Gee, what a mean, unreasonable thing to say. Quick, someone call the Personal Attack Police! And while you’ve got them on the phone, tell them about this pot kettle black from Sherry:
I have long considered myself a feminist and been disturbed by the parts of the sisterhood who operate like the nasty in-group in primary school. You can’t be our friend because you don’t wear the right pink dress. You can’t be our friend unless you toe the approved party-line on abortion, childcare or sexual clothing. It is astounding to watch grown women engage in exclusionary behaviour that most of us outgrew by age 10.
There are so many things wrong with Sherry’s piece. She complains about shooting the messenger, playing the woman not the ovary (because I prefer genitals to sports, even if it no longer makes sense), and silencing people who disagree with you, and then does all those things.
Finally, silencing ideas stymies progress. The essence of any functioning democracy is the ability to get as many ideas on the table as possible and then thrash them out without fear or favour.
Um, isn’t that what we are doing? Getting many ideas about feminism on the table and thrashing them out? So let’s not pretend that women are being bitches just because you argued with them 15 years ago.

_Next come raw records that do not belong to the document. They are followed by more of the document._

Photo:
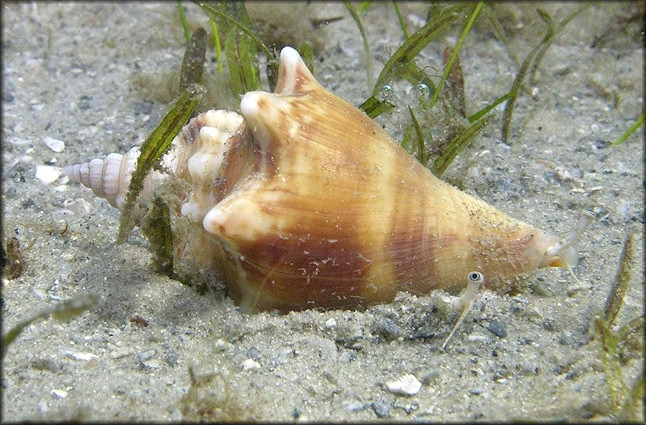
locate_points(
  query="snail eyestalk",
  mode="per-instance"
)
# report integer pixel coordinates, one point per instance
(562, 254)
(474, 280)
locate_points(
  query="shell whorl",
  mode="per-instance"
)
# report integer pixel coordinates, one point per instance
(108, 178)
(303, 201)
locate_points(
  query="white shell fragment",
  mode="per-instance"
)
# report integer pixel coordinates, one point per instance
(250, 364)
(47, 174)
(405, 385)
(54, 144)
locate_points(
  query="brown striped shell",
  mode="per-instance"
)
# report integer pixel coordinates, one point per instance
(304, 202)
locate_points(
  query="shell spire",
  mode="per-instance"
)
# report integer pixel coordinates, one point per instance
(305, 202)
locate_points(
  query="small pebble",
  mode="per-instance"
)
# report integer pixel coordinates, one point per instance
(59, 393)
(46, 363)
(253, 353)
(47, 174)
(250, 364)
(54, 144)
(405, 385)
(81, 356)
(222, 345)
(79, 206)
(146, 355)
(497, 328)
(382, 408)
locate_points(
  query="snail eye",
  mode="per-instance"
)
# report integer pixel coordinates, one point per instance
(476, 277)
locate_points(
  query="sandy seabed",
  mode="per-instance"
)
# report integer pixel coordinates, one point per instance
(74, 72)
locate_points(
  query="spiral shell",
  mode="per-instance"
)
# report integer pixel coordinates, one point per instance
(303, 202)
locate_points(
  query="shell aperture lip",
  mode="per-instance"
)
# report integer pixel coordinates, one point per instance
(293, 76)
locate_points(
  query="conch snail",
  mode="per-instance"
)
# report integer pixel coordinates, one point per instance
(305, 202)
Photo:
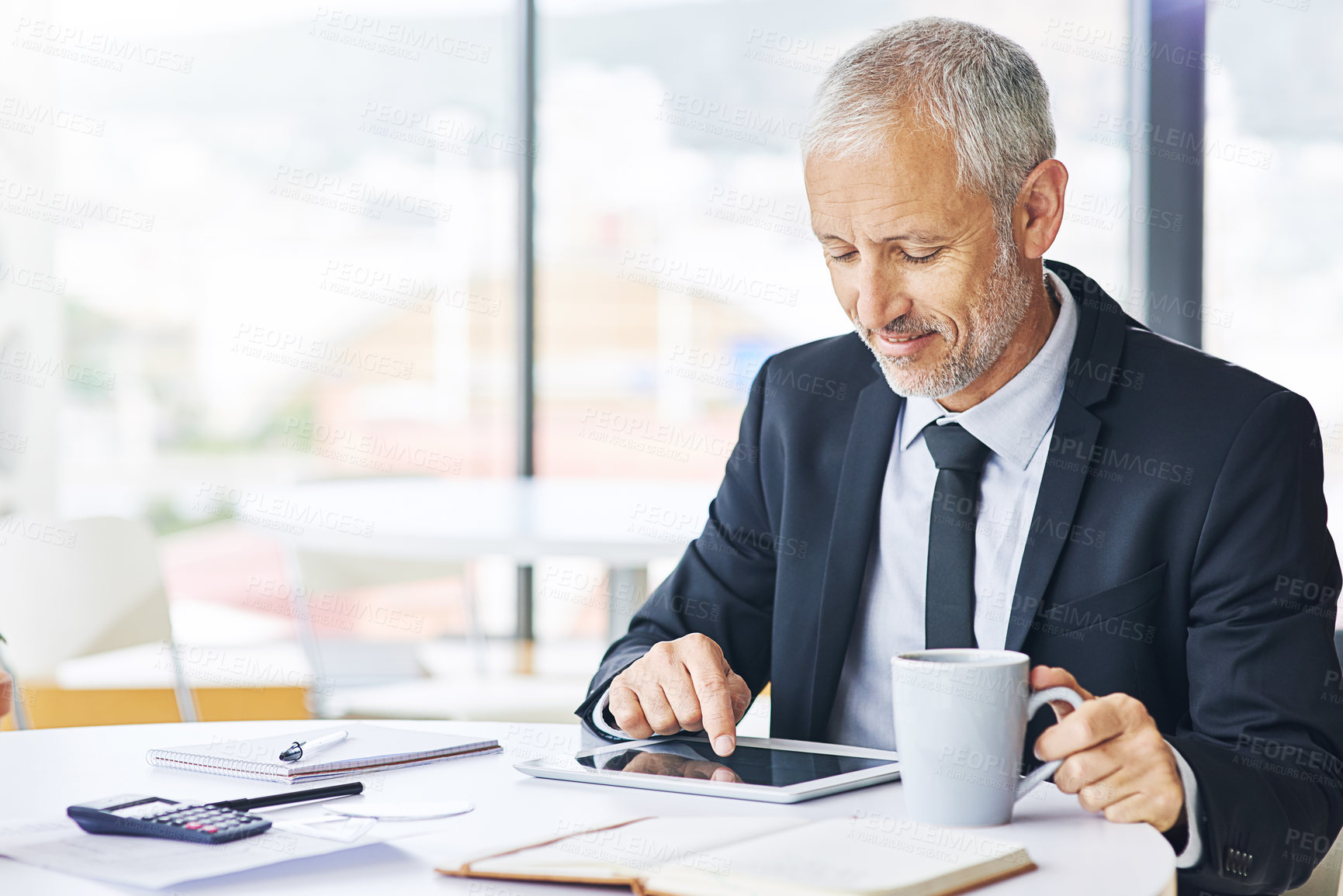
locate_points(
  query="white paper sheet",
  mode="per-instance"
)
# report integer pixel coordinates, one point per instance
(145, 861)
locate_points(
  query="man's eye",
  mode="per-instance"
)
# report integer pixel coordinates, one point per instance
(920, 260)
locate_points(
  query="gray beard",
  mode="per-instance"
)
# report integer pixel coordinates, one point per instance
(988, 334)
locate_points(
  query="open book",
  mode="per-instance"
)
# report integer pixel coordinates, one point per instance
(763, 856)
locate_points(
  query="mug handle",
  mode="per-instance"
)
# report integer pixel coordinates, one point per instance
(1037, 701)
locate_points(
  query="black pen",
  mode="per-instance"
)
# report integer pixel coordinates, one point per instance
(299, 797)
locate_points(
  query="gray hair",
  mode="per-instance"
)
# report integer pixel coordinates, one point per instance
(978, 86)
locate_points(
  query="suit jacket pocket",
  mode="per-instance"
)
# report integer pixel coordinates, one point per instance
(1095, 609)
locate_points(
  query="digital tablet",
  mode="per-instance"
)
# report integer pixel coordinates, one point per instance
(764, 769)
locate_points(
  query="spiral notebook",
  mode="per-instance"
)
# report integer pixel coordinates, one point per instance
(367, 749)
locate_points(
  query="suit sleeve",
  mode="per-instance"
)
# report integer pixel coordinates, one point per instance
(723, 586)
(1264, 731)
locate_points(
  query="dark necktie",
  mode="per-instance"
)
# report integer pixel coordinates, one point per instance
(950, 598)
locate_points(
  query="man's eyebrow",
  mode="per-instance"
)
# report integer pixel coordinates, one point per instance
(916, 235)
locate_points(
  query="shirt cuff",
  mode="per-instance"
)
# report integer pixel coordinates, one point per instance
(604, 727)
(1194, 846)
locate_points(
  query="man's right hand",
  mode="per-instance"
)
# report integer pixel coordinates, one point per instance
(681, 685)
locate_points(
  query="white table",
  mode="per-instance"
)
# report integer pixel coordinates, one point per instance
(44, 771)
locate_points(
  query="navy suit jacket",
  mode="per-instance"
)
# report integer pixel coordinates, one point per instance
(1178, 552)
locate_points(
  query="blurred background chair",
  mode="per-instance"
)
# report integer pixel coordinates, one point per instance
(84, 607)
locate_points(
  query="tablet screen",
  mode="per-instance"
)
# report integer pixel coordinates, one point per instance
(747, 765)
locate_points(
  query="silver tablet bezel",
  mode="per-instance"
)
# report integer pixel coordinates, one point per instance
(569, 769)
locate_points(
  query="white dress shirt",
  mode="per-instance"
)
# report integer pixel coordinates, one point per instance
(1016, 424)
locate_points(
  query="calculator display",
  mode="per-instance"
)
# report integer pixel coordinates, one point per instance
(143, 811)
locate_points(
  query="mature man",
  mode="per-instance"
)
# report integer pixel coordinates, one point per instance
(1023, 466)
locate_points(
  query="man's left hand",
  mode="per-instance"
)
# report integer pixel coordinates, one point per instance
(1113, 756)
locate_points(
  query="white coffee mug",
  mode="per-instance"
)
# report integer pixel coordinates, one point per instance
(961, 721)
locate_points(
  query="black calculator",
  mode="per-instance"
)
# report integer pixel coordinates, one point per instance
(168, 818)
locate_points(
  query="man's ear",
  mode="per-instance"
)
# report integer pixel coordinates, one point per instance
(1038, 213)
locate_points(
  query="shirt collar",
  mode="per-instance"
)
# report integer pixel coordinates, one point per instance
(1014, 420)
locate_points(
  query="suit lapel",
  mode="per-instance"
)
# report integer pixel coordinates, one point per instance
(857, 504)
(1060, 490)
(1098, 347)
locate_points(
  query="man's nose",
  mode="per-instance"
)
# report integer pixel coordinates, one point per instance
(881, 297)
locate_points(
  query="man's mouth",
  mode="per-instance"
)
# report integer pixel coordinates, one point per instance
(902, 344)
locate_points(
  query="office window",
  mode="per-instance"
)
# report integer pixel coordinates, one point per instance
(674, 242)
(1273, 178)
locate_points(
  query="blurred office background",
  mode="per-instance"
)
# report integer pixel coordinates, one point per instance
(258, 295)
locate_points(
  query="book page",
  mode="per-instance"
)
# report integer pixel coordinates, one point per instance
(846, 856)
(633, 850)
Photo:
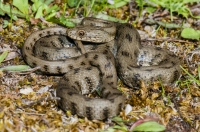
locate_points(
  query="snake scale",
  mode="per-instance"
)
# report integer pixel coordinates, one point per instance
(112, 49)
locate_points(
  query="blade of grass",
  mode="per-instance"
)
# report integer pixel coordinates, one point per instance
(3, 56)
(194, 79)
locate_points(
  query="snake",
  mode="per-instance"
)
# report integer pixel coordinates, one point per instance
(106, 51)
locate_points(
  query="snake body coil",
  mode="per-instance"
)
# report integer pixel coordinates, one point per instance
(84, 73)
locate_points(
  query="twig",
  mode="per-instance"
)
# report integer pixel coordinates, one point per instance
(166, 39)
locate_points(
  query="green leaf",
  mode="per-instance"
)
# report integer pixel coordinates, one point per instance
(66, 22)
(3, 56)
(22, 5)
(6, 9)
(5, 23)
(15, 68)
(190, 33)
(150, 9)
(149, 126)
(41, 6)
(72, 3)
(119, 3)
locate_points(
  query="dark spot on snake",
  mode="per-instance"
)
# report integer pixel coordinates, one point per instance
(125, 53)
(120, 107)
(129, 37)
(129, 68)
(111, 83)
(106, 95)
(136, 78)
(86, 55)
(75, 58)
(58, 69)
(94, 47)
(108, 58)
(164, 61)
(158, 48)
(108, 65)
(176, 75)
(105, 52)
(34, 64)
(60, 32)
(82, 63)
(105, 112)
(73, 87)
(34, 50)
(66, 79)
(25, 57)
(27, 48)
(76, 70)
(89, 82)
(135, 53)
(87, 99)
(106, 22)
(73, 108)
(112, 100)
(107, 46)
(172, 55)
(81, 33)
(71, 67)
(149, 70)
(173, 63)
(44, 55)
(157, 56)
(110, 76)
(89, 68)
(60, 40)
(136, 66)
(78, 84)
(89, 112)
(46, 68)
(70, 93)
(95, 57)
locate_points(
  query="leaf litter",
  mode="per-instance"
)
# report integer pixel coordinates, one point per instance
(28, 102)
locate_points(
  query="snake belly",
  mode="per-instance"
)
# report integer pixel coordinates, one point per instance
(96, 69)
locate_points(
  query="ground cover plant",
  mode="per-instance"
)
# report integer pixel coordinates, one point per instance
(27, 96)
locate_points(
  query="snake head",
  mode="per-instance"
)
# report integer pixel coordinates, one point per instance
(90, 34)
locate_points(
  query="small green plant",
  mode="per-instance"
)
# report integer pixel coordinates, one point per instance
(146, 124)
(192, 78)
(174, 6)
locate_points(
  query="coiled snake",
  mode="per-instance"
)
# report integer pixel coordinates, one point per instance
(97, 68)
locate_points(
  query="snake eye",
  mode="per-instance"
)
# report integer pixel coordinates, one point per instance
(81, 33)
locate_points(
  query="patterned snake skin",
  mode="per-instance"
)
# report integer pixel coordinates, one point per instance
(112, 49)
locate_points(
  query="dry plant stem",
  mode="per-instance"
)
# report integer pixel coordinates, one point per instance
(28, 71)
(166, 39)
(41, 100)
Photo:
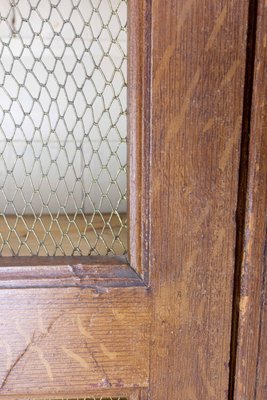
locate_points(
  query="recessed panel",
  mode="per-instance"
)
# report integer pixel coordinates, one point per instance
(63, 127)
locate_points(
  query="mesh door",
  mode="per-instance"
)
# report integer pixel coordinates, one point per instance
(63, 127)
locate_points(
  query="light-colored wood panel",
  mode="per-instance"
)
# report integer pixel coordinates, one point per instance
(67, 340)
(197, 85)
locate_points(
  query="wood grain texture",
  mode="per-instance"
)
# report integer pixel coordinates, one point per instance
(103, 394)
(139, 15)
(198, 70)
(57, 341)
(251, 362)
(95, 272)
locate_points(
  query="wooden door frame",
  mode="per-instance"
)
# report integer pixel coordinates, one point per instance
(187, 64)
(249, 369)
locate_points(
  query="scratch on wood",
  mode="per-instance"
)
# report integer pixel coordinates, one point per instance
(230, 73)
(15, 363)
(110, 354)
(75, 357)
(8, 350)
(100, 367)
(218, 25)
(176, 123)
(82, 330)
(165, 60)
(44, 362)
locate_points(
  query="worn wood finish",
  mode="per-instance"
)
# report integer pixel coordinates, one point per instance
(198, 53)
(251, 300)
(66, 340)
(103, 394)
(139, 15)
(94, 272)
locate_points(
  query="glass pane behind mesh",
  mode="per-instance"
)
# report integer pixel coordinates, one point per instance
(63, 127)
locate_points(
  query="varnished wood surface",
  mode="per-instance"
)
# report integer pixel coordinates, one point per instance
(57, 341)
(95, 272)
(251, 362)
(139, 42)
(103, 394)
(199, 54)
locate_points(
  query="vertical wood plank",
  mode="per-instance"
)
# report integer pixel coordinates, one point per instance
(138, 144)
(198, 68)
(251, 362)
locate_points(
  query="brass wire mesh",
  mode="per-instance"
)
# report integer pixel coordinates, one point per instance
(63, 127)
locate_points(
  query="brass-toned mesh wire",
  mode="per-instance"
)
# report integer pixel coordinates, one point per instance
(63, 127)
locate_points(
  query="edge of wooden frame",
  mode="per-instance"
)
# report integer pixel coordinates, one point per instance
(85, 272)
(139, 44)
(128, 393)
(251, 273)
(109, 271)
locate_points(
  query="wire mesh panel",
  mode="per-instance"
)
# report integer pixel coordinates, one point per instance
(63, 127)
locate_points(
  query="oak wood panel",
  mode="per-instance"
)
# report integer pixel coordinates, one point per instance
(103, 394)
(197, 83)
(252, 320)
(261, 383)
(66, 340)
(96, 272)
(139, 15)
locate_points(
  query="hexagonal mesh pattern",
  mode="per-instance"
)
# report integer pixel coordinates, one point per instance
(63, 127)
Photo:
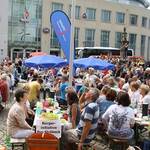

If you want to talk about silencing people, saying “It is astounding to watch grown women engage in exclusionary behaviour that most of us outgrew by age 10” is one hell of a silencing tactic.
The discussion isn’t about disliking Tankard Reist, but about whether or not someone can be feminist if some of their work is pro-women and some of their work is anti-women. It’s an interesting discussion. I do find it problematic that a feminist can be pro-life for everyone (as opposed to pro-life for themselves but acknowledging that other women can make their own decisions), but I think there’s more value in discussing her ideas (as Summers and Kate Gleeson have done), than in whether or not she can use the f-word. Clearly, Tankard Reist’s pro-life feminism is complicated, but that’s her business as long as her feminism is not presented as the only feminism. This isn’t a problem with feminism, it’s a problem with the number of voices the mainstream media lets in. After all, there are different schools of economic thought but no one argues about whether they can all exist in the public sphere. And for two-and-a-half weeks in January, feminists have enjoyed this too.